Three things I heard yesterday.
1. Colombia’s National Bilingual Programme is a 16 – year programme and started 11 years after a new language policy was enacted.
2. China is engaged in a 40-year language programme.
3. The UK Education acts of 1911 and 1918 which liberalised curriculum did not translate into progressive practice in the classroom until the 1960s.
What about India?
Among the many fascinating statistic’s in David Graddol’s address last night,one comment resonated with me, and with many others if my conversations at the reception that followed were typical. Any programme is only as good as the teachers on the ground. Teachers sometimes attend training at the start of a new initiative but are then left alone to get on with it.
In Sri Lanka, there is a network of 30 Regional English Support Centres (RESCs) with well trained and committed staff who act as mentors to teachers at the local level.
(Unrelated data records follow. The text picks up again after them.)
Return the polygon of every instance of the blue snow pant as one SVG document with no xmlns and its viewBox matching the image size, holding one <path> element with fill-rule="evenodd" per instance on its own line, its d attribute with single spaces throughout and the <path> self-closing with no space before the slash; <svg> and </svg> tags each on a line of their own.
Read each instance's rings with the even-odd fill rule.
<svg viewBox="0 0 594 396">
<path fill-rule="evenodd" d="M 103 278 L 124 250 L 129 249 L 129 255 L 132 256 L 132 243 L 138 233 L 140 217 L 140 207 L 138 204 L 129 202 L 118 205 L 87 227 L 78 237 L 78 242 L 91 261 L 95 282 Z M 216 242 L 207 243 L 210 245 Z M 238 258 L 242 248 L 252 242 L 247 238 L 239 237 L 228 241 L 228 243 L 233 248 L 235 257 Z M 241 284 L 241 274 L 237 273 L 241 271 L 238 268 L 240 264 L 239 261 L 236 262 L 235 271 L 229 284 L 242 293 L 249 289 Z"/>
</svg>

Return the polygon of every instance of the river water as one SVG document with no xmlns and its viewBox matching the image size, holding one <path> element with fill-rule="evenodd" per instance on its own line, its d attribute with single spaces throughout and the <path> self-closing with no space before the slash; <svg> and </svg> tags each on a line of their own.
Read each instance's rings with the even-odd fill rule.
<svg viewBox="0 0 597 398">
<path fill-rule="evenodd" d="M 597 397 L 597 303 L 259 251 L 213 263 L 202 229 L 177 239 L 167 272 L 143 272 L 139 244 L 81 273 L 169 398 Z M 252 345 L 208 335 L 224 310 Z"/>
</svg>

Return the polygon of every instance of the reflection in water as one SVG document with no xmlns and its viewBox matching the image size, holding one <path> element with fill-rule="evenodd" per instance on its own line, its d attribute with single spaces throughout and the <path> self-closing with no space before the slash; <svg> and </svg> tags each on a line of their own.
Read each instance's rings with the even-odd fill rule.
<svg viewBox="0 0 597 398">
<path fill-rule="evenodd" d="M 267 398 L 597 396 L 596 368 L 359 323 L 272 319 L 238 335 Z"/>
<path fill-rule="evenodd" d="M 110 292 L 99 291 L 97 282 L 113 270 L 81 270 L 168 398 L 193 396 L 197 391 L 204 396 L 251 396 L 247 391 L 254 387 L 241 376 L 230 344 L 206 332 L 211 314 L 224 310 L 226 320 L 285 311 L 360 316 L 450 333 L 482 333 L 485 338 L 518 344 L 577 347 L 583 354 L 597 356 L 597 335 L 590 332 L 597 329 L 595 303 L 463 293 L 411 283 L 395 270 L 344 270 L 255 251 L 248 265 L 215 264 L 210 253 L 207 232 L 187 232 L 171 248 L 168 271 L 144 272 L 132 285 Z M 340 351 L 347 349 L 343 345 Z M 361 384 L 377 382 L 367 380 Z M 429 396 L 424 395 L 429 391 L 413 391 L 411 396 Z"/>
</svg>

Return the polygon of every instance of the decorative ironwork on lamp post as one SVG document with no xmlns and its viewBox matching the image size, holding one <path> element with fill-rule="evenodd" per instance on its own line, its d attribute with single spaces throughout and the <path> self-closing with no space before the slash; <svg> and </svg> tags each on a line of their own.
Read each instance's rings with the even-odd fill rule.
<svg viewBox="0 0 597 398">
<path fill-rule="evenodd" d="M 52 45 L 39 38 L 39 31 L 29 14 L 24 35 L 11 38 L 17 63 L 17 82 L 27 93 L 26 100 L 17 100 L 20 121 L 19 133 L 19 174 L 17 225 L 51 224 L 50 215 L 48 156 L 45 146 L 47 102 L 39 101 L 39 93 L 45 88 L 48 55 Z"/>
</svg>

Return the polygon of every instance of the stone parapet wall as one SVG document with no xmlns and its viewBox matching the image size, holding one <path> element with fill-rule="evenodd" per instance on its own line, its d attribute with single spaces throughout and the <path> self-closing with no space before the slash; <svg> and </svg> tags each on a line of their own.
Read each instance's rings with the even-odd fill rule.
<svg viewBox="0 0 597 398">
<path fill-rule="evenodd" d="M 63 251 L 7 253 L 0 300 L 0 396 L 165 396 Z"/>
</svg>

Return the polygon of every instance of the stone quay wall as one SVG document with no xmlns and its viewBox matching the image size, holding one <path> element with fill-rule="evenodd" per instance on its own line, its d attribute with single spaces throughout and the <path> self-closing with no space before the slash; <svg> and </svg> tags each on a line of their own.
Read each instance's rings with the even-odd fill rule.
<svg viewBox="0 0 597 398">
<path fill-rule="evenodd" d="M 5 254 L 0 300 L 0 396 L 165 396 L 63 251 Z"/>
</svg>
The more I interact with the RESC staff the more impressed Iam.
Is there such a netwrork in other places that provides continuing in-service support to teachers and is it well supporgted from the centre?
There has been an awful lot of talk about c ontent and language integrated learning (CLIL) over the last few years and a number of well publicised initiatives around the world. More recently there has been a reversal in policy in Malaysia on CLIL. Is this the beginning of the end or just teething problems?
There is an ongoing debate here in Sri Lanka about which variety of English should be taught and tested in schools: Sri Lankan English or international English. Industry seems to support international English but there are strong voices from Academia which insist that Sri Lankan English is the variety that must be taught and tested. What do you think?
In Sri Lanka there are around 600 bilingual schools. All children study English as a subject from 1st grade but in bilingual schools children can opt to study 3 or 4 subjects in the medium of English from grade 5 onwards. The number of bilingual schools is set to double by 2011. What’s the situation in India?
I’m Seamus and I’m a Senior Training Consultant for Project English based in Sri Lanka. I’ll be blogging my way through the third policy dialogue giving you my impressions and talking to other delegates and giving you theirs too.
I’m looking forward to hearing about David Graddol’s research for English Next India and the debate around his findings. I’m particularly interested in how this might relate to Sri Lanka and will be talking to the Sri Lanka delegation to get their reactions.